今月号は、難病情報センターのHPから抜粋した情報と障害年金申請で経験したことを書きます。
「難病」とは次の4つを満たしたものと定義してあります。
発病の機構が明らかでなく
治療方法が確立していない
希少な疾病であって
長期の療養を必要とするもの
※患者数等による限定は行わず、他の施策体系が樹立されていない疾病を幅広く対象とし、調査研究・患者支援を推進するとなっています。
多くの難病の中でも医療費助成の対象となるものを「指定難病」と言います。次の2つの条件を満たさないといけません。
患者数が日本の人口の0.1%程度に達しない事(まれなことが条件となります)
客観的な診断基準(又はそれに準ずるもの)が確立していること

指定難病の助成を受けるには、特定医療費の支給認定申請書、診断書、住民票、課税証明書、健康保険証等を都道府県に提出し、審査を受けます。

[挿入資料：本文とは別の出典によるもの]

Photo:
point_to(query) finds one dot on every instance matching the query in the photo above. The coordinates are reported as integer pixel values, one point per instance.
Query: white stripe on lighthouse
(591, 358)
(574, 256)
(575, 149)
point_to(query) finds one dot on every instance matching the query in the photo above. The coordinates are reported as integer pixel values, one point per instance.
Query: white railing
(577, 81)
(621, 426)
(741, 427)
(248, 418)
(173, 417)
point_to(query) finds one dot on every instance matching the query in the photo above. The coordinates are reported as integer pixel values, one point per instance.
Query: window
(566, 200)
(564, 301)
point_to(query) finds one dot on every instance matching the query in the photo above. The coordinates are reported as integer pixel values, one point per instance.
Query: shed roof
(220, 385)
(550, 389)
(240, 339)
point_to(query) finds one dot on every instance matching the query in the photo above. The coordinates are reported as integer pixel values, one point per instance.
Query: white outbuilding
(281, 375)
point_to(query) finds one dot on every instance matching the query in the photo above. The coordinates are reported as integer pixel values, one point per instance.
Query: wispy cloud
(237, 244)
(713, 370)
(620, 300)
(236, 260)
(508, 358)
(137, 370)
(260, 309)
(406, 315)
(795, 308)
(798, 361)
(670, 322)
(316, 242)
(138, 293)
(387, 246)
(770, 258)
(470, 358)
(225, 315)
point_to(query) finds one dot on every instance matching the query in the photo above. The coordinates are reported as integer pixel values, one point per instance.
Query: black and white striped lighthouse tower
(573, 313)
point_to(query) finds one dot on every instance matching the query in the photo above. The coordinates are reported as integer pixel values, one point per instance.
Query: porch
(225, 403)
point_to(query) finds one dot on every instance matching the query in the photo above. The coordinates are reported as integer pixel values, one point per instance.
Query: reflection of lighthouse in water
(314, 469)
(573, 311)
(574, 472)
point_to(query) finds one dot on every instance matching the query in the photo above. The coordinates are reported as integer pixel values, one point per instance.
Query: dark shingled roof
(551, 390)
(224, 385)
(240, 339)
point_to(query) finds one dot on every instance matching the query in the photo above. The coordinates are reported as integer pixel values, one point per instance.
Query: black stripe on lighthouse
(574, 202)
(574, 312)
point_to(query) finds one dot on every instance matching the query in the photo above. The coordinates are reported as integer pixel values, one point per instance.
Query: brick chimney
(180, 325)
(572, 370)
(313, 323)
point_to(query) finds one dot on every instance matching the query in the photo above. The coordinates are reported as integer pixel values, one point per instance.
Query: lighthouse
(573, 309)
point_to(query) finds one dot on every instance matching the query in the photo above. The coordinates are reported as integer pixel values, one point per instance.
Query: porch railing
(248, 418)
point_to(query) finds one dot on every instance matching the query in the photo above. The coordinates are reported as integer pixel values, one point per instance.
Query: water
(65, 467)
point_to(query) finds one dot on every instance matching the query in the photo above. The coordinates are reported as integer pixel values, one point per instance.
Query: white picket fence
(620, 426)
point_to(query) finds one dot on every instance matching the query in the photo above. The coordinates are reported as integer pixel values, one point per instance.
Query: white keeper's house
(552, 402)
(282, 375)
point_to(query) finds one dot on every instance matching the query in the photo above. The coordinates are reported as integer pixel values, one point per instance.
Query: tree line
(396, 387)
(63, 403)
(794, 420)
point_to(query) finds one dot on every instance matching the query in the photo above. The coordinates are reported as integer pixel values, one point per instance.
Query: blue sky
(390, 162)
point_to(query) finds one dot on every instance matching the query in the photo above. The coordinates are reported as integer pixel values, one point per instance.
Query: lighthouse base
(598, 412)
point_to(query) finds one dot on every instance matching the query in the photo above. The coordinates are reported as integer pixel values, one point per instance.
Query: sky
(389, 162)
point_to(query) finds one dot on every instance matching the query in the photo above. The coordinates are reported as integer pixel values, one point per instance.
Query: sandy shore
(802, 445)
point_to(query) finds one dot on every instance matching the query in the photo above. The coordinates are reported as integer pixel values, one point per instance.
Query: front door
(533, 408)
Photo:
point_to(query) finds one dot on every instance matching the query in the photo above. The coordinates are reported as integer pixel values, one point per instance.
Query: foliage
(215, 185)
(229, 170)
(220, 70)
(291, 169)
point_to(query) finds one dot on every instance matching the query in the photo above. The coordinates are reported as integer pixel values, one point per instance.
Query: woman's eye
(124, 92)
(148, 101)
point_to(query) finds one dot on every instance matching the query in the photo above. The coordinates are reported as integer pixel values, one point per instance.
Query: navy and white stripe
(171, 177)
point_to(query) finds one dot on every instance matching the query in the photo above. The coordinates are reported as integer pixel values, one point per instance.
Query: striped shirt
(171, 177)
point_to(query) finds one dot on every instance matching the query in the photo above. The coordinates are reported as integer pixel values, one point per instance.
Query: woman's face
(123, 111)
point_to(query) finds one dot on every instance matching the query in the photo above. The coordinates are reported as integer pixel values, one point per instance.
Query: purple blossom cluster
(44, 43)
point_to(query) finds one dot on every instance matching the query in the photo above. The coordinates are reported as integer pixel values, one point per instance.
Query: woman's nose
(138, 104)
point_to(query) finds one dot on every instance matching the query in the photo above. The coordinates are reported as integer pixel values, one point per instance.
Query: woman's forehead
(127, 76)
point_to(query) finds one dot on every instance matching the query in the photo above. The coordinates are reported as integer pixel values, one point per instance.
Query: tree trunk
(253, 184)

通れば「医療受給者証」が発行されます。更新は1年です。
治療の際、医療機関の窓口で提示すると、上限は所得階層で違いますが、外来・入院とも2割負担となります。
夫婦2人世帯で年収160万円〜370万円だと自己負担の上限が月10,000円です。
夫婦2人世帯で年収370万円〜810万円だと自己負担の上限が月20,000円です。

申請に関する手続きや情報は、大病院だとソーシャルワーカーが常駐していますので、お尋ねください。
九州大学病院内には福岡県の難病情報センターが入っていますので、様々な相談をすることもできます。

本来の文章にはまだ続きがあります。